We report a novel approach for the management of craniofacial pain with a wirelessly powered, minimally invasive PNS system. The system is percutaneously implanted and placed subcutaneously adjacent to affected facial nerves via visual guidance by the clinician. In this feasibility study, pilot evidence was gathered in a cohort of ten subjects suffering from a combination of chronic headaches, facial pain for at least 15 days per month and for at least 4 h/day.

Results

At four weeks post-implant follow up, all patients reported sustained pain relief of the primary pain area. Electrode location and total number of electrodes used per subject varied across the cohort. The average pain reduction using the visual analog scale was >82%. The procedure had no adverse events or side effects.

Conclusions

Percutaneous placement of a wireless neurostimulation device directly adjacent to affected craniofacial nerve (s) is a minimally invasive and reversible method of pain control in patients with craniofacial pain refractory to conventional medical managements. Preliminary results are encouraging and further larger scale studies are required for improved applications.

Keywords: Peripheral nerve stimulation; Neurostimulator; Wireless implant; Cranial nerve; Trigeminal neuralgia; Chronic facial pain

1 Introduction

Chronic craniofacial pain (CCFP) or atypical facial pain or persistent idiopathic facial pain or atypical trigeminal neuralgia are a few of the names applied for the debilitating/refractory painful conditions with a varied lifetime prevalence [1,2]. Facial pain affects nearly 26% of people during their lifetime [3] while typical trigeminal neuralgia in population occurs in 0.3% [1].

CCFP arises from abnormal peripheral activation of cranial nerves that convey pain information to the brain and can result from events including but not limited to, infection, trauma, surgery, or invasive dental procedures. It is characteristically similar to pain due to trigeminal neuralgia and these disorders possibly are located on the same spectrum in a temporal sequence [2,4,5]. Intractable headache and/or migraine affect nearly 40 million Americans and in spite of various treatment protocols 3-5% of these patients does not improve but suffer from overwhelming despair in dark quiet rooms consuming high doses of narcotics [6,7,8].

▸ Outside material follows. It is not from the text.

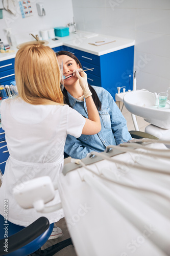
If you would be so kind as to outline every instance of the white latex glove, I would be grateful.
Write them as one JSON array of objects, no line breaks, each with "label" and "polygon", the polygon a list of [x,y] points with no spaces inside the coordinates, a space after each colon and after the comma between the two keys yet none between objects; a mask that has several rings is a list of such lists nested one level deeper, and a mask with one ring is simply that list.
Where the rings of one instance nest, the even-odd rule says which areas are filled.
[{"label": "white latex glove", "polygon": [[79,69],[74,70],[73,71],[73,75],[77,76],[77,77],[79,79],[80,85],[83,91],[84,97],[86,98],[87,98],[87,97],[91,96],[92,93],[88,87],[87,79],[87,74],[84,71],[79,73],[80,71],[82,71],[82,70],[83,70],[82,69]]}]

Opioids are the most commonly prescribed for treatment of CCP along with anticonvulsants and anti depressants. Longstanding usage of opioids is associated with tolerance and dependence while opioid dose escalation over time to maintain analgesic effects become regular events. Additionally, chronic opioid use has the potential for increased risks of diversion, abuse, addiction, and can cause opioid induced side effects including nausea, sedation, constipation and hyperalgesia. A recent FDA recommendation for opioid use calling for reductions in chronic opioid prescription is another reason to consider neurostimulation treatment for pain control [9].

Lack of effective medical management resulting in persistent pain and significant decrease in quality of life has led to the development of destructive procedures including hot or cold radiofrequency nerve ablation. Surgical/chemical neurectomy or decompressive neurotomies were common treatments [10].These, however, may result in irreversible side effects including sensory or motor loss and subsequent differentiation pain along the ablated nerve [11]. Neither radiosurgery nor sphenopalatine ganglion ablation or neurectomy yielded successful results in CCFP conditions [12,13].

Peripheral nerve stimulation (PNS) for craniofacial pain has proven to be a viable therapeutic option in the treatment of chronic disabling pain because of its non-destructive and reversible nature [14,15].

The Neuromodulation Appropriateness Consensus Committee (NACC) after evaluation of peer reviewed literature, current research and clinical experience found evidence to support extracranial stimulation for treatment of facial pain and migraine [16]. Advancements in wireless energy transmission and microprocessor technology have recently enabled development of miniature, percutaneous neurostimulation hardware and software to help control these pain syndromes involving craniofacial peripheral nerves [19]. Several studies have shown encouraging results [17,18].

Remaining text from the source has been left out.